Anche teologi progressisti amano flirtare con l’impossibilità di emettere decisioni sicure al cento per cento, nel campo della storia. Per la verità, quasi tutti sottolineano che non si dovrebbe dipendere dai miracoli; al contrario, che la fede dovrebbe poggiare invece sull’annuncio, sulla fede della Chiesa, su Cristo stesso, o su una scelta esistenziale. Ciò nondimeno, col piede essi tengono aperta una porta secondaria, una via di scampo metafisica a favore della fede nei miracoli. Ed in effetti, oggi come in passato, questa fede gioca sempre un ruolo importante per i credenti.

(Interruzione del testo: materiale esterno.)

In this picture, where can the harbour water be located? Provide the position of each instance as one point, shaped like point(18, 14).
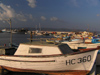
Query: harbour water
point(21, 38)
point(16, 38)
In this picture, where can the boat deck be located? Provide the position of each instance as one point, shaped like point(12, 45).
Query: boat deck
point(42, 43)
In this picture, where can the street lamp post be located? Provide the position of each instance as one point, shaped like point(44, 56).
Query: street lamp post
point(9, 21)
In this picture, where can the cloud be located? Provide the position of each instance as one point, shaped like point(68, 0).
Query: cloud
point(43, 18)
point(92, 2)
point(21, 17)
point(74, 2)
point(6, 12)
point(53, 18)
point(32, 3)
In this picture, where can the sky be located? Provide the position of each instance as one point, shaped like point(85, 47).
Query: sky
point(69, 14)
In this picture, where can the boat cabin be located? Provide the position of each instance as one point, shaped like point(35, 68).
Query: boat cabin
point(42, 48)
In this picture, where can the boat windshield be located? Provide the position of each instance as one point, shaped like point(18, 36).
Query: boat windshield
point(65, 49)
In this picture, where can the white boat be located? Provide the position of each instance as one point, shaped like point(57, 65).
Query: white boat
point(40, 57)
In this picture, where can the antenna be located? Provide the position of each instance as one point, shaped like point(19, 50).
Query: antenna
point(39, 27)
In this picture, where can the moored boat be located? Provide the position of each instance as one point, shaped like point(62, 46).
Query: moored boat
point(41, 57)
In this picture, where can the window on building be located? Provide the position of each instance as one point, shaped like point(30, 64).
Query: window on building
point(35, 50)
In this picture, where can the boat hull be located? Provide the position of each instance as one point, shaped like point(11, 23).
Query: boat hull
point(81, 62)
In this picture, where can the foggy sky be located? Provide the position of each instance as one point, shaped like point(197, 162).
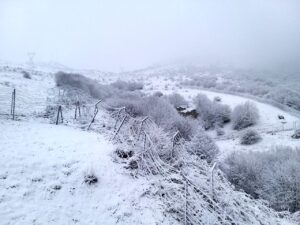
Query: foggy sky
point(130, 34)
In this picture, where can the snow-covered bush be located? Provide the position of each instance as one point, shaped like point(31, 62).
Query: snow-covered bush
point(177, 100)
point(250, 137)
point(217, 99)
point(78, 81)
point(272, 175)
point(220, 131)
point(158, 94)
point(26, 74)
point(203, 146)
point(158, 109)
point(296, 134)
point(185, 126)
point(133, 106)
point(127, 86)
point(244, 115)
point(212, 113)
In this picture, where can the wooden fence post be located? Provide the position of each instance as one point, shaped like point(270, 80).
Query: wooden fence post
point(59, 114)
point(77, 108)
point(13, 104)
point(212, 181)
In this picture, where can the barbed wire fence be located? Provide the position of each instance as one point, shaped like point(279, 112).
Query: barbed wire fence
point(182, 196)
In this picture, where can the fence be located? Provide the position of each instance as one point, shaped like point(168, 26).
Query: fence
point(17, 103)
point(185, 192)
point(183, 197)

Teologi e parroci che affermano l’inesistenza dei miracoli, ammettendo implicitamente che neanche Gesù ne fece, si scavano la propria fossa professionale. Per questo motivo si sta molto attenti alle circostanze effettive, alle situazioni reali dei credenti e delle rispettive Chiese. Nei commenti esegetici, e soprattutto nei libri di teologia sistematica, quando si tratta il tema dei miracoli, si configura spesso una vera e propria danza sulle uova, che ad un livello di astrazione più alto, o presunto tale, non fa che simulare un certo significato degli enunciati. In nessun altro spazio, in campo teologico, vengono lanciati tanti candelotti nebbiogeni come quando si parla di miracoli e di resurrezione. Persino gli studiosi neotestamentari, piuttosto sobri e spassionati, lavorando con metodi storici ormai riconosciuti, si lasciano andare qui, di tanto in tanto, ad un religioso lirismo, somigliante a quello che si conosce d’altronde nei loro colleghi dediti alla dogmatica.

Ci siamo un po’ allontanati, intanto, dalle nostre riflessioni sulla vita di Gesù. Ma è proprio trattandosi di miracoli, tuttavia, che ciò era assolutamente opportuno. Ulteriori considerazioni teoretiche seguiranno in altre occasioni.